Dena Elisabeth Eber: These are Some Jews that Hitler Did Not Get: American Jews and the Survival of a People

  • ©2007, Dena Elisabeth Eber


Artist(s):



Title:


    These are Some Jews that Hitler Did Not Get: American Jews and the Survival of a People

Exhibition:


Creation Year:


    2007

Medium:


    Digital mixed media

Category:



Artist Statement:


    Digital media content and the internet are having a profound impact on our society, especially the identities of entire groups of people. The connectedness, the ability to edit, and the storage capabilities of digital media are, in a sense, helping to recall and even shape cultural memories. These memories, when shared, provide political and ethnic understanding in new ways that reach different audiences. This series of work is one such celebration of a people. These are Some Jews that Hitler Did Not Get:American Jews and the Survival of a People celebrates life and hope using one representational horrific event.
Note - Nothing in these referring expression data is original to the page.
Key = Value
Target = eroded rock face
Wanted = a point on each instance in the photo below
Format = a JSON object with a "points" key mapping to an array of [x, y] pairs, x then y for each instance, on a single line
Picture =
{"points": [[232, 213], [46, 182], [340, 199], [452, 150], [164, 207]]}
The Holocaust is recent enough to be part of a contemporary shared experience, one that can capture the past and digitally fuse it with the present, thus implying hope for a future. By celebrating the survival of American Jews, we remember all the times through history that we were threatened yet were not destroyed. It gives us strength and anticipation for generations to come. It reminds us to respect the survival of all peoples and the importance of their identities. Digital technologies will enable these memories to move forward in time so we may always have a sense of tikvah, or hope.


Technical Information:


    These works were constructed digitally by fusing imagery and symbols from the past with imagery from the present. Many of the pictures from the past came from online digital storage banks. All of the works were constructed from numerous sources, including visible digital collage and seamless digital montages of photographic forms. The works have various elements of mixed media, from custom substrates and hand collage to coated hand-made papers, that together provide layers of information to the overall story.